Since I am only a veteran of crummy little Radical single-seaters, I did not really know this, and since I was already panicked at the idea of starting the 10:30 Sunday qualifying race with three Trans-Am racers ahead of me and two behind, none of whom could even see me from the elevated and fully protected drivers seats within their 3200-pound, 700-horsepower missiles, and since I had already been told by SCCA officials that “We don’t really want you in this race,” I blindly stabbed at the larger of the two red buttons.
At least it cooled me off a bit.
I realized my mistake about one second into the proceedings. Reader, at that point I seriously considered just giving up and waving all 23 of the cars behind me past. Maybe join the race from the back, the way I’d done for Saturday’s race, where I rolled out in dead last and finished in fourth.
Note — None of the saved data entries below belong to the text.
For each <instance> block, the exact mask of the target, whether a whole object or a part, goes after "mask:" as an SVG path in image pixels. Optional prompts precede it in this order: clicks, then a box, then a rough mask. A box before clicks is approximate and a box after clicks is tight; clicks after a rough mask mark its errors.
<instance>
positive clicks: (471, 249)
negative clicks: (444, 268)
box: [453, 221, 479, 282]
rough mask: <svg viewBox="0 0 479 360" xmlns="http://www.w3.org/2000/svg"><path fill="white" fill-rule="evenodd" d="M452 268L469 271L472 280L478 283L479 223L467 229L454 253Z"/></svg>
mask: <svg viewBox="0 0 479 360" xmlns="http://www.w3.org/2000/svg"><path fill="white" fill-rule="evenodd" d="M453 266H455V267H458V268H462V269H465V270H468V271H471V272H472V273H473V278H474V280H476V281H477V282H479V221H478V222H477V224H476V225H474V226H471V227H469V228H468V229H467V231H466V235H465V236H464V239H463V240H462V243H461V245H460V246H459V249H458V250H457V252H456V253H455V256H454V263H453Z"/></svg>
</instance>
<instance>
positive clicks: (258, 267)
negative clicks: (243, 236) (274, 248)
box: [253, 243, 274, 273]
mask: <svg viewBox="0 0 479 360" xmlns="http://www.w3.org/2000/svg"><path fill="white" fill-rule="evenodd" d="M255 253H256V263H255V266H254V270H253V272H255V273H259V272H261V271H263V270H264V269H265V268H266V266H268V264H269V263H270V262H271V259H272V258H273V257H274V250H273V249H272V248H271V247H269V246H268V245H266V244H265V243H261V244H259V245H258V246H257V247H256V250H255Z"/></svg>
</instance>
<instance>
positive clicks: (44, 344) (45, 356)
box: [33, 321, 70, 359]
I really didn’t want to take a start surrounded by a wall of indifferent steel anyway. And now the whole grid was laughing at me. I let all that cowardice, all that self-pity, all that despicable weakness seize me for another full second, while the GT1 Camaro behind me impatiently revved its engine directly into my skull.
Then I started the car.
And stalled it. Again.
One more time. It caught, I rolled, and off we went.
*record scratching to a halt* Yep, that’s me. You’re probably wondering how an unemployed fifty-year-old man with no previous experience of this sort found himself in this situation. Well, it’s all your fault. Don’t worry, I’ll explain.